Enfermée dans ma chambre le long de la période de confinement, j’ai connu la mort, je l’ai apprivoisée, je l’ai caressée et je l’ai séduite. Transformée en un grand tombeau, ma chambre semblait se rétrécir pour devenir aussi étroite que mon corps. Semblable à un siècle d’attente, un long temps s’était écoulé et me voilà m’apprêtant à sortir de la maison. Je porte mes habits et je contemple mon visage fatigué et enlaidi dans le miroir partiellement brisé accroché sous la carte du monde collée sur le mur de ma chambre à coucher. Suite à des années d’enfermement, je me retrouve seule dans les rues de Beyrouth où la possibilité d’une nouvelle rencontre m’incite à continuer le chemin. Il est Samedi matin, enfin j’en suis parfaitement consciente. Ayant vécu comme une prisonnière, il m’arrivait de perdre la notion du temps tellement les journées se ressemblaient. J’avais souvent l’impression de ne plus savoir quel jour il était. Mais, à présent, je suis ravie de me rendre compte que c’est le début du Week-end, dont j’avais l’habitude de profiter pour me détendre suite à cinq jours de travail.  

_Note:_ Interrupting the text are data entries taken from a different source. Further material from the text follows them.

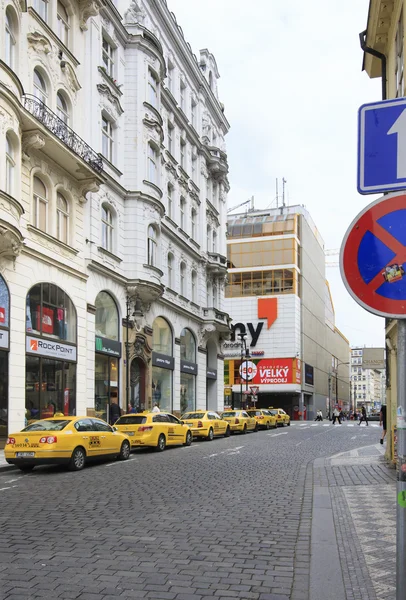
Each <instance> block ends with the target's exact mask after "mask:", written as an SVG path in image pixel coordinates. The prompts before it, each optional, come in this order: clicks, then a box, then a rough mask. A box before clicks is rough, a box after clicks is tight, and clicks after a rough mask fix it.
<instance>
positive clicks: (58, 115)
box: [56, 92, 69, 125]
mask: <svg viewBox="0 0 406 600" xmlns="http://www.w3.org/2000/svg"><path fill="white" fill-rule="evenodd" d="M56 113H57V115H58V117H59V118H60V119H61V120H62V121H63V122H64V123H66V125H68V124H69V107H68V103H67V102H66V100H65V98H64V97H63V94H62V92H58V93H57V95H56Z"/></svg>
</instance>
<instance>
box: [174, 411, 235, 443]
mask: <svg viewBox="0 0 406 600" xmlns="http://www.w3.org/2000/svg"><path fill="white" fill-rule="evenodd" d="M181 419H182V421H183V422H184V423H186V425H188V426H189V427H190V430H191V432H192V434H193V437H194V438H195V437H204V438H206V439H208V440H209V441H212V440H213V439H214V437H215V436H217V435H224V437H228V436H229V435H230V433H231V429H230V425H229V424H228V423H227V421H224V419H222V418H221V417H220V416H219V415H218V414H217V413H216V412H214V411H212V410H196V411H194V412H188V413H185V414H184V415H182V417H181Z"/></svg>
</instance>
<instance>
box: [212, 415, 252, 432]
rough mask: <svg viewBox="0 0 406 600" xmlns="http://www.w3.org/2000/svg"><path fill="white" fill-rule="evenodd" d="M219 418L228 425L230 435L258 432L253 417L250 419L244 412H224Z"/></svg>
mask: <svg viewBox="0 0 406 600" xmlns="http://www.w3.org/2000/svg"><path fill="white" fill-rule="evenodd" d="M220 416H221V418H222V419H224V421H227V423H228V424H229V425H230V431H231V433H235V432H236V431H239V432H240V433H247V431H258V423H257V421H256V419H255V417H251V416H250V415H249V414H248V413H247V411H245V410H225V411H224V412H223V413H221V415H220Z"/></svg>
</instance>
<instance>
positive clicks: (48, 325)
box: [26, 283, 76, 343]
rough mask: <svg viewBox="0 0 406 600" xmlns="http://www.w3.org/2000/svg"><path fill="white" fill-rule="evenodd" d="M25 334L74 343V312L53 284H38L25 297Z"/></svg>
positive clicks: (59, 290)
mask: <svg viewBox="0 0 406 600" xmlns="http://www.w3.org/2000/svg"><path fill="white" fill-rule="evenodd" d="M26 321H27V332H28V333H36V334H38V335H44V336H47V337H52V338H58V339H60V340H66V341H68V342H73V343H76V311H75V308H74V306H73V303H72V301H71V299H70V298H69V296H68V295H67V294H65V292H64V291H63V290H62V289H61V288H59V287H57V286H56V285H54V284H53V283H38V284H37V285H35V286H34V287H32V288H31V289H30V291H29V293H28V296H27V317H26Z"/></svg>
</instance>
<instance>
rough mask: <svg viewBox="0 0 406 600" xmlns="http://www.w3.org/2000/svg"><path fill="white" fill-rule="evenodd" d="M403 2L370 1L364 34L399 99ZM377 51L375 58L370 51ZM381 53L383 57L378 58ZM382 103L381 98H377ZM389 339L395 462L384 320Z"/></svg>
mask: <svg viewBox="0 0 406 600" xmlns="http://www.w3.org/2000/svg"><path fill="white" fill-rule="evenodd" d="M405 11H406V7H405V2H404V0H393V1H391V2H384V1H383V0H370V2H369V9H368V15H367V27H366V30H365V32H363V40H364V43H365V48H366V50H365V51H364V55H363V69H364V70H365V71H366V73H367V75H368V76H369V77H371V78H375V77H380V78H381V79H382V96H383V97H385V98H388V99H389V98H399V97H403V96H404V95H405V78H404V70H405V17H406V12H405ZM368 48H370V49H372V50H373V51H375V56H374V55H372V54H371V53H369V52H368V51H367V49H368ZM376 52H378V53H380V57H379V56H376ZM377 100H380V98H377ZM385 337H386V403H387V427H388V430H387V431H388V433H387V440H388V442H387V445H386V456H387V458H389V459H391V460H393V458H394V457H393V451H392V448H393V444H392V442H393V428H394V427H395V426H396V409H397V321H396V320H395V319H386V320H385Z"/></svg>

Me voilà dehors ! Je décide de savourer la vie qui semble tellement précieuse suite à la fin de cette épidémie fatale. À l’instar d’un Phoenix renaissant de ses cendres, d’un Adonis en convalescence, la ville respire de nouveau. Je respire avec elle, mes poumons sont ses cafés, mon cœur bat au rythme du mouvement de ses passants et ma chevelure s’envole librement au sein de sa brise printanière. Beyrouth hurle face à l’apocalypse, se révolte contre le passage du temps, se maquille de mille couleurs, revêt tous les costumes du monde, se réjouit de sa liberté. Elle finit par redevenir elle-même après avoir été le miroir de la mort. Elle rêve d’une nouvelle existence, de nouvelles ailes, d’un merveilleux avenir. Je partage avec elle sa révolte face à la fragilité de la condition humaine. Chacun de mes pas sur le trottoir semble me mener vers un destin nouveau, je me réjouis infiniment de chaque détail de la vie. Les rayons solaires sur ma peau, l’air que j’inspire, le mouvement des passants et des voitures dans la rue, tout m’excite et me fascine. Le monde entier me semble miraculeux et parfaitement unique. Assoiffée de beauté, de culture, de nouveautés, je me laisse entraînée par le rythme de l’espace citadin.     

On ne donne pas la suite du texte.